这里就涉及一个谁为正统的问题。与解放区的革命文艺相比较,国统区的革命文艺就算不上正宗,标准的参照系是解放区文艺。茅盾的观点还隐含着更为深层的意义指向,那就是革命文艺与五四传统的分裂。五四新文化运动与欧美启蒙主义文化思想资源密不可分,与自由平等思想、个性解放以及人道主义信念也息息相关,而茅盾对国统区文艺进行批判时,对这些理念基本持否定态度。革命文艺有了新的起源依据,那就是《讲话》。茅盾既是在进行历史清理,也是在做历史开创——建构一个革命文艺的历史观念,这个历史起源于以延安为核心的解放区。国统区的革命文艺必须与这个核心相呼应,而不是与五四相呼应,才能分享到这一崭新的历史起源,才有重生的可能。所以,无论人们怎么谈论五四传统,把革命思想的渊源上溯到五四新文化运动,这些渊源和承继关系都只能在抽象的政治意义上被确认(比如马克思主义在五四时期的引进)。一旦具体到文学,历史便发生断裂和位移,核心与源头必须重新确立。顺理成章,作为社会主义革命文学的起源,1942年的《讲话》代替了1919年的五四新文化运动。
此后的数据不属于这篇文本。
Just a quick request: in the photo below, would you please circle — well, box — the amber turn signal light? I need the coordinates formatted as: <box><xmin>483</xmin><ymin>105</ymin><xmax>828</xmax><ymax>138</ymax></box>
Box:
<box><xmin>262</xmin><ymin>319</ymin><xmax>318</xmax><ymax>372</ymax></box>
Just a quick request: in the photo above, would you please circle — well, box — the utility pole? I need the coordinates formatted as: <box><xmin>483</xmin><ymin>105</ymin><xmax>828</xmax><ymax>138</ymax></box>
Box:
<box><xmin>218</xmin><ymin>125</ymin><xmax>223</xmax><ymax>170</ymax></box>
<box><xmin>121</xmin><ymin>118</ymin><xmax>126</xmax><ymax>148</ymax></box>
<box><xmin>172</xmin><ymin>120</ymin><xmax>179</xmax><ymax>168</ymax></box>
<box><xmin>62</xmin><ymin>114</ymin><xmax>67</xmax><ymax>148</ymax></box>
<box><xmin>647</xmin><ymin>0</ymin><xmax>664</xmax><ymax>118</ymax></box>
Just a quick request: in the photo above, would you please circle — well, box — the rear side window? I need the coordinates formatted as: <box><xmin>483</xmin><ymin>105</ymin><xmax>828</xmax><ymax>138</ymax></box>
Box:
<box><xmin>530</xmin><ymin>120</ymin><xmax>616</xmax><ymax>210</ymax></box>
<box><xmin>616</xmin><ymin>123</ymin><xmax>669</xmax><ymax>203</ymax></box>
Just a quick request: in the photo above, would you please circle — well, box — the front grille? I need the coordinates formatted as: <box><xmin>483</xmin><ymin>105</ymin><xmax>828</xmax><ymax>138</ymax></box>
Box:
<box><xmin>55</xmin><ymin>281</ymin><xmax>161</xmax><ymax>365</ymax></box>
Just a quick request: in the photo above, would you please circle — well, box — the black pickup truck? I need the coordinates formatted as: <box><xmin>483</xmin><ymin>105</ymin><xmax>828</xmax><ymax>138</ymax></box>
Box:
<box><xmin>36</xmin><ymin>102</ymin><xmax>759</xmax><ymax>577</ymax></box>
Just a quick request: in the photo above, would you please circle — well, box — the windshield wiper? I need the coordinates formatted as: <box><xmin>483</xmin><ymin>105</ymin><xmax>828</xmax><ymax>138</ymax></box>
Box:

第二天,周扬的报告把一幅勾勒得更为清晰的革命文艺历史图谱展现在了世人面前。这篇名为《新的人民的文艺》的报告,其标题就是“伟大的开始”。他要总结的是《讲话》发表以来解放区文艺的全部发展过程,及其在各方面的成就和经验。周的报告明确指出:毛主席的《在延安文艺座谈会上的讲话》规定了新中国文艺的方向,解放区文艺工作者自觉地坚决地实践了这个方向,并以自己的全部经验证明了这个方向的完全正确,深信除此之外再没有第二个方向了,如果有,那就是错误的方向。周扬指出,解放区文艺是真正的新的人民的文艺。他全面展示了解放区文艺所取得的伟大成就。一切都从《讲话》这里找到了重新开始的伟大契机。周扬以高昂的革命热情提出:“为提高作品的思想性、艺术性而奋斗,创造无愧于伟大的中国人民革命时代的作品。”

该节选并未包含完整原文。